Pernod Ricard freiné par Washington et Pékin : le bénéfice chute de 18 % au premier semestre
Pernod Ricard freiné par Washington et Pékin : le bénéfice chute de 18 % au premier semestre

Les vents contraires venus des États-Unis et de la Chine ont pesé lourd. Au premier semestre de son exercice décalé 2025-2026, clos fin décembre, Pernod Ricard enregistre un net recul de ses performances financières. Le chiffre d’affaires s’établit à 5,25 milliards d’euros, en baisse organique de 5,9%, tandis que le résultat opérationnel courant recule de 7,5 % à 1,61 milliard d’euros. Le bénéfice net part du groupe ressort à 975 millions d’euros, soit une diminution de 18%.

Le numéro deux mondial des spiritueux avait anticipé une première moitié d’exercice difficile, avant une amélioration attendue au second semestre.

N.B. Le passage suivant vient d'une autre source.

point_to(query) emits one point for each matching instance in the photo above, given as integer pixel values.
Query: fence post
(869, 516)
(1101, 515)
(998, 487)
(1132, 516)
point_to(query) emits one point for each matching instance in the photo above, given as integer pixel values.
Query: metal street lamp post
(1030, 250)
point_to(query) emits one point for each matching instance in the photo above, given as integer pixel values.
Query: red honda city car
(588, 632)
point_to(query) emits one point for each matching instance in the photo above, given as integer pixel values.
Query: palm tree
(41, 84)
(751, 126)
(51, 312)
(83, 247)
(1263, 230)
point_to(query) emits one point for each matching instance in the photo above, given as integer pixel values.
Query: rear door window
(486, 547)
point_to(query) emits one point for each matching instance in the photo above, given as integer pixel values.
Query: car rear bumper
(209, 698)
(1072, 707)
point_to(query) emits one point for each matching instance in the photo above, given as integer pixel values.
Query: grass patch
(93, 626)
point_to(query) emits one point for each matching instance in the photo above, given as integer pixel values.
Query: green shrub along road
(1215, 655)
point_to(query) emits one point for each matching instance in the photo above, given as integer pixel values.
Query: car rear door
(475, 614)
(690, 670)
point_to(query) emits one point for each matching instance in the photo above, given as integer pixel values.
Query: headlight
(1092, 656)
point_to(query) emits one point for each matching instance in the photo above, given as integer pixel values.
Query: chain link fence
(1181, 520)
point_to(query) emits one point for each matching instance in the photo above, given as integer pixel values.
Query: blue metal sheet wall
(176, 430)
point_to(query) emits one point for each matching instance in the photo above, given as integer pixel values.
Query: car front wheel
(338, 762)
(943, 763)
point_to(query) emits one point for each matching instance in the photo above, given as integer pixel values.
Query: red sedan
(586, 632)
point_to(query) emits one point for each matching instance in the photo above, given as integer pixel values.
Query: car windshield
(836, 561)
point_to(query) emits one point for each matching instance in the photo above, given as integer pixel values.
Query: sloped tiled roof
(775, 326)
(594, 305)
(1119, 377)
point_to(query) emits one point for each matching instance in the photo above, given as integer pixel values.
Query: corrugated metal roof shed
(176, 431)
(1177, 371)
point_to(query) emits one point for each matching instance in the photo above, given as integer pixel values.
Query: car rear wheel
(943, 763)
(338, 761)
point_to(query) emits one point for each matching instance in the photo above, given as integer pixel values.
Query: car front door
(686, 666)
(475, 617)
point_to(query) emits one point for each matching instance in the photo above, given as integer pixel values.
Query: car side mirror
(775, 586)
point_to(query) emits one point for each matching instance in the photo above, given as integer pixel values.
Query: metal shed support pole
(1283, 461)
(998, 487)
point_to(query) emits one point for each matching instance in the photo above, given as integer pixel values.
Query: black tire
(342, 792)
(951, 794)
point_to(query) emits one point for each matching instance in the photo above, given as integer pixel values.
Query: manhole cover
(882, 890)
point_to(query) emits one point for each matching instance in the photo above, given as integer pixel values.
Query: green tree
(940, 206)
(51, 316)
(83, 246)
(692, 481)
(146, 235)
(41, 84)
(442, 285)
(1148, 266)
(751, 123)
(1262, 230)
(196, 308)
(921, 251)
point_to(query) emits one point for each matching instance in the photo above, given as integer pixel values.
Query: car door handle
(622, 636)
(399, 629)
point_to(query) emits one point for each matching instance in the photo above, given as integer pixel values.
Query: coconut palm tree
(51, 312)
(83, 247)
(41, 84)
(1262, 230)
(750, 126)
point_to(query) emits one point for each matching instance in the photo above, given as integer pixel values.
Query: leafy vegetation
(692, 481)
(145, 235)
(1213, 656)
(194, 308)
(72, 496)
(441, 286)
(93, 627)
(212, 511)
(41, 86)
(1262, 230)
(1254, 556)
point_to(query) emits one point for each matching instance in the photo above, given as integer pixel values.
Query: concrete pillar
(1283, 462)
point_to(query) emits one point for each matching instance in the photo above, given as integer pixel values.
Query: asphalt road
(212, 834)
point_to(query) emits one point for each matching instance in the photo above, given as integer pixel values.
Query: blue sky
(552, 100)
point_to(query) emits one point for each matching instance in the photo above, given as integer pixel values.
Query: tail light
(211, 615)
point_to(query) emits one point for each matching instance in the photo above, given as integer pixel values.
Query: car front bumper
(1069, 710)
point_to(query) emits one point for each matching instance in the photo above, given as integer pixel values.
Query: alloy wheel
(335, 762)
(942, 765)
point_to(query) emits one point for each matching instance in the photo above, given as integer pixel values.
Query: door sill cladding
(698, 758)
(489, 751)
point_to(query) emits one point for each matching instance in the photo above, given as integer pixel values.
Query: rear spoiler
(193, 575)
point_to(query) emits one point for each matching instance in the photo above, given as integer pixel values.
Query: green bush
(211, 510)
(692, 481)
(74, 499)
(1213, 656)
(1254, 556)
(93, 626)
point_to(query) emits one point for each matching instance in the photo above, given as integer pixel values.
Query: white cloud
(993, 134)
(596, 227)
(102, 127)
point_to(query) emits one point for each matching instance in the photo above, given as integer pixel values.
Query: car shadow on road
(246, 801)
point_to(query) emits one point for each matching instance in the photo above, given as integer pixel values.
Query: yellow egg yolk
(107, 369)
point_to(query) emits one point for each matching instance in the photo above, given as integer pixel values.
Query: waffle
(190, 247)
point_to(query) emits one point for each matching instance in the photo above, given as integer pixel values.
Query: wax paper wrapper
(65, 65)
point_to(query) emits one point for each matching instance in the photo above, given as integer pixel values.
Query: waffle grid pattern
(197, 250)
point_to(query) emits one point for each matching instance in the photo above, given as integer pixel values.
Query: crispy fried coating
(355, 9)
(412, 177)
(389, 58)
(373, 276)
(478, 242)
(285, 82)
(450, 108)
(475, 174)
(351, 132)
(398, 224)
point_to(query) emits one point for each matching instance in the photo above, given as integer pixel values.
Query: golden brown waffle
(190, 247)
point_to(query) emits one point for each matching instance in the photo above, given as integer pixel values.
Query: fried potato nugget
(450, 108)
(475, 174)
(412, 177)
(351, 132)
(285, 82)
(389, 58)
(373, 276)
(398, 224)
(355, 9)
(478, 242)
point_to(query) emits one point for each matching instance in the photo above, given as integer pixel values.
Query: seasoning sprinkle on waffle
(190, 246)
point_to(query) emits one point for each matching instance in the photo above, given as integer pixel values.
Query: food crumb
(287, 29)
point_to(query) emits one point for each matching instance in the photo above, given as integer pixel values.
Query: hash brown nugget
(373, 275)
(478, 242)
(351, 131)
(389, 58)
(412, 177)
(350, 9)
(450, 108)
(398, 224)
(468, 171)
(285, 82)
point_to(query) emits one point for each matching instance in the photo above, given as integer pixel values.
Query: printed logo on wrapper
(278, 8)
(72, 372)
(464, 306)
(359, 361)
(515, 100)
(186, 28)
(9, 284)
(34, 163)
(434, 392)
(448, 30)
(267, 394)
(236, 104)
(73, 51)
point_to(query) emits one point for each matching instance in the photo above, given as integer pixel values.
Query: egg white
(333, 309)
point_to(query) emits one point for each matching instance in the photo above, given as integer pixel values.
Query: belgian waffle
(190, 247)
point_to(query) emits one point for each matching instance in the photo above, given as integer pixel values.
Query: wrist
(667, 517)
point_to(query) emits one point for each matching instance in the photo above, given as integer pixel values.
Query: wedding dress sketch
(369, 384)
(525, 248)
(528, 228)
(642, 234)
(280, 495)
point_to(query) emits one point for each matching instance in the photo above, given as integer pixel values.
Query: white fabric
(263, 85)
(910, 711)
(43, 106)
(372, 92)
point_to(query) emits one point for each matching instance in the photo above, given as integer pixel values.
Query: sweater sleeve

Les prévisions se confirment, mais le contexte géopolitique et commercial complique la trajectoire. Droits de douane, guerre commerciale et incertitudes macroéconomiques ont fragilisé ses deux principaux marchés, américain et chinois.

États-Unis et Chine en fort recul

Aux États-Unis, premier marché du groupe, les ventes plongent de 15%. Les alcools européens y sont soumis depuis août à des droits de douane de 15%, ce qui pèse directement sur la demande. À cela s’ajoutent des ajustements de stocks constitués en amont et un environnement de consommation jugé modéré. Le Canada résiste davantage, mais le Brésil et le Mexique affichent aussi un repli, affectés respectivement par une crise liée au méthanol et par un contexte économique instable.

En Chine, la contraction est encore plus marquée. Le chiffre d’affaires y recule de 28 %, dans un climat de faiblesse persistante de la confiance des consommateurs et d’incertitudes économiques. Le groupe affiche une prudence commerciale élevée à l’approche du Nouvel An chinois, période traditionnellement stratégique pour les ventes de spiritueux.

En Europe, la baisse se limite à 3%, freinée notamment par l’Allemagne et l’Espagne. Hors États-Unis et Chine, la direction évoque un environnement contrasté mais globalement stable.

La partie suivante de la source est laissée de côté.